Help Center > > Developer Guide

Importing and Exporting Data Through GDS Pipe Files

Updated at: Jul 14, 2021 GMT+08:00
  • The current version does not support data import and export through GDS in SSL mode. Do not use GDS in SSL mode.
  • All pipe files mentioned in this section refer to named pipes on Linux.

In the current GDS version, data can be imported from a pipe or exported from a database to a pipe. This function makes the import and export through GDS more flexible.

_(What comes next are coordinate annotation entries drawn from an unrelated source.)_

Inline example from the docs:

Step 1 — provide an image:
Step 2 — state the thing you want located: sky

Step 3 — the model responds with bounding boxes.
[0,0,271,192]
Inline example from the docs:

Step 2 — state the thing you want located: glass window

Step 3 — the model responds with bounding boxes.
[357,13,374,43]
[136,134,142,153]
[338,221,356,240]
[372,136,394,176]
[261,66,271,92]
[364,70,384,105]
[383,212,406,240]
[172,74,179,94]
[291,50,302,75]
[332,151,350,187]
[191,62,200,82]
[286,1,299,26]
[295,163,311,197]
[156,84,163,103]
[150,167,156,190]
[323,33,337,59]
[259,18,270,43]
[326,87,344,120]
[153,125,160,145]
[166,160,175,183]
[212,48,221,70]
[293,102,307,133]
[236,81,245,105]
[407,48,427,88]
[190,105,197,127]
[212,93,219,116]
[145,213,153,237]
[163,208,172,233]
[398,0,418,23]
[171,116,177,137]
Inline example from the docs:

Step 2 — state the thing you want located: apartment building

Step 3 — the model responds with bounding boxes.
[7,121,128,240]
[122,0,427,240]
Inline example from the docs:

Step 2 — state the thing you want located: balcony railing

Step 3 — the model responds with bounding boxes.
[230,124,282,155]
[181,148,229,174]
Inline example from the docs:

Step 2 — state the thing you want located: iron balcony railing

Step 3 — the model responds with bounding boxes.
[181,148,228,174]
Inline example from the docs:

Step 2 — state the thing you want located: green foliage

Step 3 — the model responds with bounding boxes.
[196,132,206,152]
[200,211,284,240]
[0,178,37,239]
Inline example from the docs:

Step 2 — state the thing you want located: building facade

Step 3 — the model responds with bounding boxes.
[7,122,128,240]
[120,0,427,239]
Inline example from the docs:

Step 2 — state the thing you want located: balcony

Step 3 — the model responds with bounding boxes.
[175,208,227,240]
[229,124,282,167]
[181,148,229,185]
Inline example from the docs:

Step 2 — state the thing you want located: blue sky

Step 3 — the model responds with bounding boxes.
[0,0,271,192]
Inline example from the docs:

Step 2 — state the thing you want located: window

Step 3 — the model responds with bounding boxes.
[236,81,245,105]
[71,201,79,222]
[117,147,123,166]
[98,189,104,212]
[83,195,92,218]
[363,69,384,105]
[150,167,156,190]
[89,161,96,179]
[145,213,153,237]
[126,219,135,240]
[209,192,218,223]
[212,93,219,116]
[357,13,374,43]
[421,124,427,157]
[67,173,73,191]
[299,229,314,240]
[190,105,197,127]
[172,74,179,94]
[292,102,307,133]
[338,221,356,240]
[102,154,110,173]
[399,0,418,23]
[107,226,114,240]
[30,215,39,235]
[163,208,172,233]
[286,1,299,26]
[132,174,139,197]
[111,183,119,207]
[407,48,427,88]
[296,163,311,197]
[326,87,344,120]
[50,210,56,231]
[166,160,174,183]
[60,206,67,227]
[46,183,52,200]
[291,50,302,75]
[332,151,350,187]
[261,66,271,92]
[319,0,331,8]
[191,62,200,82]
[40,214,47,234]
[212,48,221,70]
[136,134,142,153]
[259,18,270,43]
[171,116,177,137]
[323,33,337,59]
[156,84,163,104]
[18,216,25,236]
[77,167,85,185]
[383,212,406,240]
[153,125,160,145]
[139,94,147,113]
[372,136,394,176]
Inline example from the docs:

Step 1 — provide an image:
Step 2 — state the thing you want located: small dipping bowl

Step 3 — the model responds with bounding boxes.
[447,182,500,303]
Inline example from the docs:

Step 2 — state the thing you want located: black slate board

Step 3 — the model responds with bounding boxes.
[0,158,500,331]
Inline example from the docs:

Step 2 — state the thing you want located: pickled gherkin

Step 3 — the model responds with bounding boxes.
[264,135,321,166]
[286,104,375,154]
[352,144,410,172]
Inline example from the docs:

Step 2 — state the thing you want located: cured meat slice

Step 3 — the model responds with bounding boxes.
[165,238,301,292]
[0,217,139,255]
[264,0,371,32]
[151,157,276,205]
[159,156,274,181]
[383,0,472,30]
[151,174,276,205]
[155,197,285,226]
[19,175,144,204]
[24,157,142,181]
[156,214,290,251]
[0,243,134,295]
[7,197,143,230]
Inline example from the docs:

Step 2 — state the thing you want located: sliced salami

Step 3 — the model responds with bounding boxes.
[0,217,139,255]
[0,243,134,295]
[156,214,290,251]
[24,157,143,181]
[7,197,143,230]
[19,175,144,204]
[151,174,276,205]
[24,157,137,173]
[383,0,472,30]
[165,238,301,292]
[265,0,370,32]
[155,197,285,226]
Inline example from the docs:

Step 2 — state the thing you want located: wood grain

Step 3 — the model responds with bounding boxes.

  • When the local disk space of the GDS user is insufficient:
    • Data in HDFS can be directly written to a pipe without occupying extra disk space.
    • The data exported from GDS is compressed using the pipe to occupy less disk space.
    • The exported data is transferred through the pipe to the HDFS server for storage.
  • If you need to cleanse data before importing and exporting data:
    • You can compile a program based on your requirements, so that you can write the data to a pipe in streaming real time, or process the content read from the pipe in streaming real time. In this way, you can cleanse the imported and exported data.

Precautions

  • GDS supports concurrent import and export. The gds -t parameter is used to set the size of the thread pool and control the maximum number of concurrent working threads. But it does not accelerate a single SQL task. The default value of gds -t is 8, and the upper limit is 200. When using the pipe function to import and export data, ensure that the value of -t is greater than or equal to the number of concurrent services. In the dual-cluster interconnection scenario, the value of -t must be greater than or equal to twice the number of concurrent services.
  • Data in pipes is deleted once read. Therefore, ensure that no other program except GDS reads data in the pipe during import or export. Otherwise, data may be lost, task errors may occur, or the exported files may be disordered.
  • Concurrent import and export of foreign tables with the same location are not supported. That is, multiple threads of GDS cannot read or write pipe files at the same time.
  • A single import or export task of GDS identifies only one pipe. Therefore, do not carry wildcard characters ({}[]?) in the location address set for the GDS foreign table. Example:
    CREATE FOREIGN TABLE foreign_test_pipe_tr( like test_pipe ) SERVER gsmpp_server OPTIONS (LOCATION 'gsfs://127.0.0.1:7789/foreign_test_*', FORMAT 'text', DELIMITER ',',  NULL '', EOL '0x0a' ,file_type 'pipe',auto_create_pipe 'false');
  • When the -r recursion parameter is enabled for GDS, only one pipe can be identified. That is, GDS identifies only one pipe in the current data directory and does not recursively search for it. Therefore, the -r parameter does not take effect in the pipe import and export scenarios.
  • CN retry is not supported during the import and export through a pipe, because GDS cannot control the operations performed by peer users and programs on pipes.
  • During the import, if the peer program does not write data into the pipe for more than one hour, the import task times out and an error is reported.
  • During the export, if the peer program does not read data from the pipe for more than one hour by default, the export task times out and an error is reported.
  • Ensure that the GDS version and kernel version support the function of importing and exporting data through pipes.
  • If the auto_create_pipe parameter of the foreign table is set to true, a delay may occur when GDS automatically creates a pipe. Before any operation on a pipe, check whether the automatically created pipe exists and whether it is a pipe file.
  • Once an import or export task through a GDS pipe is complete, the pipe is automatically deleted. However, the pipe deletion is delayed, if you manually terminate an import or export task. In this situation, the pipe is deleted after the timeout interval expires.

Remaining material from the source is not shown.